Аркадий задумался. Он столкнулся с незнакомым ему юмором и искал подобающий ответ.
— Годен я для работы или нет — это исключительно вопрос обучения, подготовки. А вот стал ли я, как вы сказали, «неудачником» — связано с моей судьбой. И, повторяю, очень трудной. Отец на Украине командовал танковым корпусом. Половина нынешнего Генерального штаба были танкистами на Украине. Политическим комиссаром у них был Хрущев. Это была неуязвимая группа — будущие секретари партии и маршалы. Так что меня отдавали учиться в соответствующие школы, давали соответствующих учителей и соответствующих партийных опекунов. Если бы отца сделали маршалом, мне открылся бы только один путь. Сегодня я командовал бы ракетной базой в Молдавии.
— А как насчет флота?
— Стать одним из этих пижонов с галунами и кортиками? Нет уж, увольте. Во всяком случае, маршалом его не сделали. Он был «рукой Сталина»! Когда умер Сталин, ему перестали доверять. Маршал? Ни за что!
— Они что, убили его?
— Нет, отправили в отставку. А мне было позволено превратиться в заурядного следователя, который сидит перед вами. Тащите спичку.

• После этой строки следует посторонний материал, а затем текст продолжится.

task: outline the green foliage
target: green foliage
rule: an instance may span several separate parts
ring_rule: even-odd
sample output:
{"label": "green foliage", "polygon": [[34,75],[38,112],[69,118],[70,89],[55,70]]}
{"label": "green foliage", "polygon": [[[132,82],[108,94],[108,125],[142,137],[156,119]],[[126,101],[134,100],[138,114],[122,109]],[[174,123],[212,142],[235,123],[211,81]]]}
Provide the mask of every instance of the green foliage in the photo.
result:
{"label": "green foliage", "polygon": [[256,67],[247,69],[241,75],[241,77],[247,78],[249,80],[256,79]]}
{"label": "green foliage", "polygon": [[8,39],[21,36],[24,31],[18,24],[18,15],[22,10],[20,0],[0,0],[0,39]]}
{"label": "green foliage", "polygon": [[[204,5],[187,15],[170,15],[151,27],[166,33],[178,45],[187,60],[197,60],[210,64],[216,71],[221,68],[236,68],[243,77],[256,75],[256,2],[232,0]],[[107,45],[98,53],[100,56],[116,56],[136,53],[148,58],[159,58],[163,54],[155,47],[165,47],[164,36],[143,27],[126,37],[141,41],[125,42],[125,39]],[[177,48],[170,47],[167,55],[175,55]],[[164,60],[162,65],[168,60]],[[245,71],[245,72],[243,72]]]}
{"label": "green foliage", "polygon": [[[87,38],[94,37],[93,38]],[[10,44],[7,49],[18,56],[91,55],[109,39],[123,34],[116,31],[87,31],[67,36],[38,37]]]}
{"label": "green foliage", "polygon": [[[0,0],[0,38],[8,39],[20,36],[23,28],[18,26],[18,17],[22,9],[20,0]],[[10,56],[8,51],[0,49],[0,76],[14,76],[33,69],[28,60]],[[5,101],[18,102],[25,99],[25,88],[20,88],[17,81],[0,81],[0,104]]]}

— Забавно, — Кервилл вытянул короткую спичку и налил, — что люди постоянно спрашивают, как ты стал полицейской ищейкой. Почему вы выбрали эту профессию — такой вопрос задают только священникам, шлюхам и полицейским. Самые нужные профессии в мире, а люди без конца спрашивают, почему и зачем. Только ирландцев не спрашивают.
— А это почему?
— Если ты ирландец, то рожден жить в Обществе Святого Рода и тебе место только в полиции или в церкви.
— «Святой Род»? Что это такое?
— Это мир простых истин.
— Что значит простых?
— Женщины либо святые, либо суки. Все коммунисты — евреи. Ирландские священники пьют; остальные — педерасты. Черные помешаны на сексе. Самая лучшая книга — это «Тринадцатый, величайший из всех веков» Джона Дж. Уолша — любая монашка подтвердит. Гувер был чудаком. Гитлеру было что сказать. Окружной прокурор написает тебе в карман, а скажет, что идет дождь. Есть факты жизни и есть золотые правила — остальное брехня. Вы считаете, что я довольно невежественный сукин сын, так ведь?
Теперь лицо Кервилла, несомненно, выражало презрение. Неподдельное дружелюбие, которым оно светилось минуту назад, исчезло. Аркадий не сделал ничего такого, чтобы одно выражение сменилось другим. Он с таким же успехом мог повлиять на поведение Кервилла, как, скажем, на внезапную перемену курса корабля или на изменение внешнего облика планеты. Кервилл наклонился, обхватив руками стол, глаза его сузились, заблестели.